Packaging
Integrated circuits are typically enclosed in packages that allow insertion into printed wiring boards and all types of circuit enclosures. The package provides environmental isolation and also electrical connection from pins on the package exterior to the interconnect on the chip itself. Packages are ideally designed to have no impact on the performance of the chip, but all packages introduce some level of signal cross-talk and other undesirable effects that must be understood and minimized.
To model packages in Analyst, the geometry is specified either by creating a three-dimensional model within the embedded CAD tool, or by importing geometry from another CAD package. For packages that contain a multiple layer interconnect, the individual layers can also be defined using GDS-2 or DXF specification that can be exported from a layout tool. Standard package media are pre-defined in the Analyst materials library, and new custom material specifications can easily be made if necessary during model construction.
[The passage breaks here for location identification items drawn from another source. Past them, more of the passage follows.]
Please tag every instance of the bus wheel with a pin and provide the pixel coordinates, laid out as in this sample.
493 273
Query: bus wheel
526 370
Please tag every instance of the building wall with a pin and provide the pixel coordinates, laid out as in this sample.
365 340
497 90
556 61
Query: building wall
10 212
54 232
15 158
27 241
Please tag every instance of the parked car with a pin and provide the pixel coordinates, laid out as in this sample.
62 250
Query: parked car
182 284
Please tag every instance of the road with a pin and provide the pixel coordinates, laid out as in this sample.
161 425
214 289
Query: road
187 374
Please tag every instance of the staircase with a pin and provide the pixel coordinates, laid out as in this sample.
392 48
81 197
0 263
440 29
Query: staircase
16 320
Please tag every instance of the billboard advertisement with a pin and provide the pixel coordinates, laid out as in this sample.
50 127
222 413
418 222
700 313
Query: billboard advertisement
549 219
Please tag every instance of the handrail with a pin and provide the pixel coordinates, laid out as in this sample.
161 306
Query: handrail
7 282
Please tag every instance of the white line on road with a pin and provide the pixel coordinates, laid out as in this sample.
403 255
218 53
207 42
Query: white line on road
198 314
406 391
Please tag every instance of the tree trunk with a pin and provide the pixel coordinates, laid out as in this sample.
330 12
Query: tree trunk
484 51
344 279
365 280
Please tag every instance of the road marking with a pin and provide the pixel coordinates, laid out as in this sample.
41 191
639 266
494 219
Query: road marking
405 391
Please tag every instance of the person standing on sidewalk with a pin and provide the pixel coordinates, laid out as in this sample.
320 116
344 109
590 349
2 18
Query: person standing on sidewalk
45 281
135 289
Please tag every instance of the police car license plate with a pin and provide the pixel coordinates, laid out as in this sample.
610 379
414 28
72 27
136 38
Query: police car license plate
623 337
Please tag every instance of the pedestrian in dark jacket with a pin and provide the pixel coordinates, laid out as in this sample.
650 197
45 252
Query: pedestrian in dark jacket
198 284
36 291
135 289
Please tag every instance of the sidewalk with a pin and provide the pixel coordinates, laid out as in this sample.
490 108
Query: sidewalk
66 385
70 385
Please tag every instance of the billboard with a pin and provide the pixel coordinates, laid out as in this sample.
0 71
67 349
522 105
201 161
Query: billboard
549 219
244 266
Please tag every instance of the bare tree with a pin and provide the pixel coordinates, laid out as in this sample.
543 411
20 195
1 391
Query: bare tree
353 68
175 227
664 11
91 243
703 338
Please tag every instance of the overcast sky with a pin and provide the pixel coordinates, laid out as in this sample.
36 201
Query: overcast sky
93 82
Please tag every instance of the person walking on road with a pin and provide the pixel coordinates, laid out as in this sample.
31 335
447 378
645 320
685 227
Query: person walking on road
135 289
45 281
Packages typically have many bonding pads or other signal trace terminations that each represent a microwave “port”. Signal traces that exit the package on a common plane can be treated collectively as a multiple-conductor transmission line (with separate modes corresponding to excitation of each trace), or individually as isolated ports. Ports may be de-embedded and also re-normalized to a specified impedance. If the package potentially radiates microwave energy, the entire structure can be modeled within an air volume with “open” boundary conditions on the exterior model surfaces.
Using parallel processing, typical packaging problems involving complex geometry and a large number of ports can be modeled very efficiently by domain and/or spectrum decomposition that is done automatically by the Analyst solvers.